Ma le avete viste le facce dei quattro candidati alla leadership laburista? Siccome so che non sapete nemmeno chi siano, vi suggerisco di cercare su google gli identikit di Andy Burnham, Yvette Cooper, Jeremy Corbin e Liz Kendall. Non sorprende che buona parte del dibattito interno al partito verta sulla prospettiva di restare all'opposizione per altri dieci anni o forse venti, nonostante quanto avevo scritto sul Foglio nel giorno in cui Gordon Brown cedeva a tempo potenzialmente indeterminato la casa di Downing Street al dinamico ciuffo conservatore di David Cameron:
Gli inglesi hanno da sempre un rapporto controverso col corpo dei loro leader. La Regina, per esempio, ogni estate va in vacanza nello stesso paesino e la prassi è che tutti gli abitanti del luogo fingano di non vederla: è la loro maniera di tributarle onore. Ma un giorno un turista non molto pratico del tacito accordo, avendo scorto in una sala da tè questa signora dall’aria familiare, le si avvicinò sussurrandole discretamente: “Sa che somiglia moltissimo alla regina?”. E lei: “Grazie, è davvero rassicurante”.
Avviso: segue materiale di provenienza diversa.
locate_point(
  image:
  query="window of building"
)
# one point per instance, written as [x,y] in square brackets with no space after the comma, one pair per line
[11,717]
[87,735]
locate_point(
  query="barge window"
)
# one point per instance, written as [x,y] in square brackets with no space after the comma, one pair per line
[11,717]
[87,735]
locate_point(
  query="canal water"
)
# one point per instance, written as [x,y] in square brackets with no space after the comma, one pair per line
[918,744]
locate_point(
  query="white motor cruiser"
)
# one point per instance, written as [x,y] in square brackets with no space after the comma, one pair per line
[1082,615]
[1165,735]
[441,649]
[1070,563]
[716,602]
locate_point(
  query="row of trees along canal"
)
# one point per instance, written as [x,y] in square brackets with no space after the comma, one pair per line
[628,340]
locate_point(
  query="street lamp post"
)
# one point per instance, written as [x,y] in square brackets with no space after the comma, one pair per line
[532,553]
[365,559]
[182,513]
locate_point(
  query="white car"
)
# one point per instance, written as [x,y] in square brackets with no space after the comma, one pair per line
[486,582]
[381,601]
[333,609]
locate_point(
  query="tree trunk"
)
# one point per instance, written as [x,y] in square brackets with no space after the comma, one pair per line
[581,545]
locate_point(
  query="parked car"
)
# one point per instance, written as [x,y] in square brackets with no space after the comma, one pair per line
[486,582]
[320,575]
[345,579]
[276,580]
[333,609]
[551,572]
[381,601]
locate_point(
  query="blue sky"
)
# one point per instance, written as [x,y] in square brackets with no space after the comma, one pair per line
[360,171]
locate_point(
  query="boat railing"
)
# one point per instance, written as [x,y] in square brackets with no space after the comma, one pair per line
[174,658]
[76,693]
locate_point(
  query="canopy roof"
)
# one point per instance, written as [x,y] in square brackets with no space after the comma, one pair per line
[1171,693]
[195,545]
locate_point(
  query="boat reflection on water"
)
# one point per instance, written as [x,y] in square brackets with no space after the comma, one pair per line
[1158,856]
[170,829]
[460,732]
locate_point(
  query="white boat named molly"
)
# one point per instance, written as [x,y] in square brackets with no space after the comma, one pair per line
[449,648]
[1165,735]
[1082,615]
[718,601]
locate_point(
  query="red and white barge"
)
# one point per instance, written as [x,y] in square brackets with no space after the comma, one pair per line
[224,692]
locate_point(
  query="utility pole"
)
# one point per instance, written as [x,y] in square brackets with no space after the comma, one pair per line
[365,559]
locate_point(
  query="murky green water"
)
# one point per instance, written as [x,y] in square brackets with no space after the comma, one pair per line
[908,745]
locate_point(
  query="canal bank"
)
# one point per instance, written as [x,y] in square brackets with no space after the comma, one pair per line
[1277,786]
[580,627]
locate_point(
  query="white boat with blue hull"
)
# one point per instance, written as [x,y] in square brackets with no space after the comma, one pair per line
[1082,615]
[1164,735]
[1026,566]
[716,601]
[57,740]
Il desiderio di ignorare a ogni costo il sembiante di chi rappresenta la nazione è stato rimosso senza ritegno di fronte a Gordon Brown. Nel giorno che avrebbe portato alle sue dimissioni, quasi tutti i quotidiani – senza distinzioni fra raffinati broadsheet e tabloid popolari – hanno incentrato la prima pagina su un primissimo piano del suo volto accigliato, quasi grottesco per quanto infantile appariva la sua espressione. Sembrava volessero certificare all’unisono che Brown era da tempo la caricatura di se stesso, schiacciato sotto il peso di una fisicità che non riusciva più a governare e che lo rendeva un po’ ridicolo e un po’ implausibile.
Per quanto i media inglesi abbiano iniziato a danzare intorno al cadavere di Brown già nel giugno 2009, quando le dimissioni in serie di ministri chiave lo costrinsero a un rimpasto estremo e quasi eroico per il suo equilibrismo, il momento in cui l’attenzione dell’opinione pubblica è stata fatta convergere sul corpo del primo ministro è arrivato a settembre. A Brighton, nel corso del congresso laburista, Andrew Marr della Bbc gli rivolse una raffica di domande improvvide sul suo effettivo stato di salute e Brown fu costretto a entrare nei dettagli su come avesse perso la vista dall’occhio sinistro durante una partita di rugby al college. Mai un premier era apparso tanto isolato e sperduto come Brown sul palco di Brighton mentre cercava affannosamente di non rispondere all’inquisitorio Marr, che gli chiedeva se davvero assumesse psicofarmaci.
Da allora le immagini imbarazzanti si sono susseguite incalzandolo. In un corteo solenne a Buckingham Palace si lascia sfuggire un incongruo sorriso che sembra piuttosto un rictus; visita le truppe in Afghanistan indossando (Dio solo sa perché) due elmetti uno sull’altro; sprofonda il volto fra le mani scoprendo di aver lasciato il microfono acceso mentre offendeva un’elettrice. Oppure, stando alle rivelazioni di Andrew Rawnsley in “The end of the party”, in auto conficca una penna nel sedile di un sottoposto che gli aveva fatto perdere la pazienza. I dibattiti televisivi hanno fatto il resto: mettendo Brown a confronto con due consapevoli posatori quali David Cameron e Nick Clegg, hanno contribuito a diffondere l’idea che non fosse adatto a governare perché muoveva la mascella in modo buffo e non sapeva mai come sistemare le mani sul leggio.
Il triste paradosso di Gordon Brown è che nessun primo ministro sembra aver dato meno di lui peso alla propria immagine e ciò nonostante verrà ricordato soprattutto per il suo corpo brutto, goffo e malandato. Non gli si può negare una grandezza tragica. Lui forse aspirava a essere un Macbeth destinato al dolce tormento di vedersi le mani sempre macchiate del sangue dei suoi alleati, divenuti avversari e via via sconfitti; invece i media hanno trasformato la sua inesausta furia politica nella rabbia di Calibano che scorge la propria immagine riflessa in uno specchio.